EVERYBODY bowed down before Alexander, and all looked at him with awe and respect, as he made his triumphant progress through Greece,—all except the sage Diogenes.

This man belonged to a class of philosophers who were called "cynics," which means "doglike," because, as some say, they did not care for the usual comforts of life.

It is said that Diogenes, the principal philosopher of this kind, chose as his home a great earthenware tub near the Temple of Ceres. He wore a rough woolen cloak, summer and winter, as his only garment, and ate all his food raw. His only utensil was a wooden bowl, out of which he drank.

One day, however, he saw a child drinking out of its hollow palm.

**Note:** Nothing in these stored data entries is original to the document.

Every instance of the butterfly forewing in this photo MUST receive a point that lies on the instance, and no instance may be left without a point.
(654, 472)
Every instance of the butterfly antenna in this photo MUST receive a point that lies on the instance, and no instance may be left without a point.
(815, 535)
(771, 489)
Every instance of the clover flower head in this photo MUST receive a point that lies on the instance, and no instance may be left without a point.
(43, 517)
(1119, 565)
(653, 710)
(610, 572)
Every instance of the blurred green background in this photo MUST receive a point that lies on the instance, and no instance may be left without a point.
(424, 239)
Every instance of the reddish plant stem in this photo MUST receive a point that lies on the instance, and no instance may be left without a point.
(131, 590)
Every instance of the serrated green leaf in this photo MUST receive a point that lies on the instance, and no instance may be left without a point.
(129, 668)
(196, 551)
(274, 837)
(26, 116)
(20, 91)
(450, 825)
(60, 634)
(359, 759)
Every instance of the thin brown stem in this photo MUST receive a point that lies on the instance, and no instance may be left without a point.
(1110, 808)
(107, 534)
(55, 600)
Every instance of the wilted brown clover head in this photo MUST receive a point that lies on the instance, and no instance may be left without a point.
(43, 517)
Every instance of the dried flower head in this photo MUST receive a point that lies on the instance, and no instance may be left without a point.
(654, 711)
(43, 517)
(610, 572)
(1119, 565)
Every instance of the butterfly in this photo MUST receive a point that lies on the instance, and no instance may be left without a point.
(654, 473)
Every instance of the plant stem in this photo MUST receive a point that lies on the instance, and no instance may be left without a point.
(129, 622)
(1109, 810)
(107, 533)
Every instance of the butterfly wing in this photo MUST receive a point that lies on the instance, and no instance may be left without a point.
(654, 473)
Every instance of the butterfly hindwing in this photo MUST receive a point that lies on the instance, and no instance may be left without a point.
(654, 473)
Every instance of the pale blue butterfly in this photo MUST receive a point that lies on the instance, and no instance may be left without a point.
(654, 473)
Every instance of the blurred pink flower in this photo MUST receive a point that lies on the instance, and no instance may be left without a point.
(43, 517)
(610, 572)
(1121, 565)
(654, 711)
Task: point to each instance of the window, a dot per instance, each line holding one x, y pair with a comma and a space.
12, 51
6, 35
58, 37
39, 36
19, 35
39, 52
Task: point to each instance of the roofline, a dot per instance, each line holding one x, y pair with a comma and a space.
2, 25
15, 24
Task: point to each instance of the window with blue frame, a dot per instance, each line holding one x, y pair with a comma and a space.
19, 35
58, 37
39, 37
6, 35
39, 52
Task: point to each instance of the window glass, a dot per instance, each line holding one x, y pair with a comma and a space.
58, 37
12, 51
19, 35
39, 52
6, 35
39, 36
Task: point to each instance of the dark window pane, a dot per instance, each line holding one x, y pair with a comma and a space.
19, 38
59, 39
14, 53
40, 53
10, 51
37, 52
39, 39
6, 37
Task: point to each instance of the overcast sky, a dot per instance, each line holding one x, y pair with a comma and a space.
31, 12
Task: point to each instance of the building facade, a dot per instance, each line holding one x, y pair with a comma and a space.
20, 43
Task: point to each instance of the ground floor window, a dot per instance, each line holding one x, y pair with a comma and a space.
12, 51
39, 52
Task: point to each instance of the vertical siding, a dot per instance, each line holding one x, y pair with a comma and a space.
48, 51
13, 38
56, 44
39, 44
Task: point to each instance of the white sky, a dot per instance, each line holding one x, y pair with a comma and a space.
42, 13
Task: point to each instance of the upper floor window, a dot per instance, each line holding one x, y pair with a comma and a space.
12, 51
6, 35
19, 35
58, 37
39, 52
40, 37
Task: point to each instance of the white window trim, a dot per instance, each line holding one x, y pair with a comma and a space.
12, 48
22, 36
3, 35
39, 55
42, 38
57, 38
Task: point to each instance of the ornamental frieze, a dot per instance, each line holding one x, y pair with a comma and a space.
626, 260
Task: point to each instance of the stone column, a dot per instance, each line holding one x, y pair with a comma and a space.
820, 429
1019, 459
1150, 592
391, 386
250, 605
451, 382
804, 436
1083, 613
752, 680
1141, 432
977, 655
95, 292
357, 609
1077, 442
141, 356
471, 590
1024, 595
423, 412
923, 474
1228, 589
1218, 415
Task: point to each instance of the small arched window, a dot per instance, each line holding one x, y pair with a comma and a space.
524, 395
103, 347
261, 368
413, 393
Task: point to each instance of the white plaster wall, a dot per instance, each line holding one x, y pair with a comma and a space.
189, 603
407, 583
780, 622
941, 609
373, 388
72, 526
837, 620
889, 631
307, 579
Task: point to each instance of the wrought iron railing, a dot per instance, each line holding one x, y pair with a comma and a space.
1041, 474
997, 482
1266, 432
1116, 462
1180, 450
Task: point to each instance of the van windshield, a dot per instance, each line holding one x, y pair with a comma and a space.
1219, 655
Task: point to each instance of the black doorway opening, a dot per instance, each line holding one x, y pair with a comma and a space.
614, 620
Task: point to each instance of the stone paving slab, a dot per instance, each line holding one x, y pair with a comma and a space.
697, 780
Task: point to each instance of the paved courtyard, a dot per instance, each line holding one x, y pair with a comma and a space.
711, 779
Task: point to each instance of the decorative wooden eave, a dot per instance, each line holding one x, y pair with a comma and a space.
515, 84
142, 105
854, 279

Diogenes immediately threw away the bowl, saying he could do without luxury as well as the child; and he drank henceforth from his hand.

As you see, Diogenes was a very strange man. He prided himself upon always telling the truth, and upon treating all men alike. Some of his disciples once met him wandering about the streets with a lantern, anxiously peering into every nook and corner, and staring [235] fixedly at every person he met. When asked what he was looking for so carefully, yet apparently with so little hope, he bluntly answered, "An honest man."

Alexander had heard of this queer philosopher, and was anxious to see him. He therefore went to the Temple of Ceres, escorted by all his courtiers, on purpose to visit him. Diogenes was lying on the ground in front of his tub, warming himself in the rays of the sun.

Alexander, drawing near, stood between the philosopher and the sun, and tried to begin a conversation; but Diogenes gave surly answers, and seemed to pay little heed to his visitor.

At last the young king proudly remarked, "I am Alexander the king!"

"And I," replied the philosopher in exactly the same tone, "am Diogenes the cynic!"

As he could win nothing but short or rude answers, Alexander was about to go away, but he first asked the sage if there was anything he could do for him. "Yes," snapped Diogenes; "stand out of my sunshine!"

The courtiers were shocked at this insolent behavior, and began to talk of the philosopher in a scornful tone as they were moving away. Alexander, overhearing them, soon stopped them by saying, "If I were not Alexander, I should like to be Diogenes."

By this remark he wished them to understand, that, if he could not be master of all earthly things, he would rather despise them.

Strange to relate, Alexander the king, and Diogenes the cynic, died on the same night, and from the same cause. Diogenes died in his tub, after a too plentiful supper from [236] the raw leg of an ox; while Alexander breathed his last in a Babylonian palace, after having eaten and drunk to excess at a rich banquet.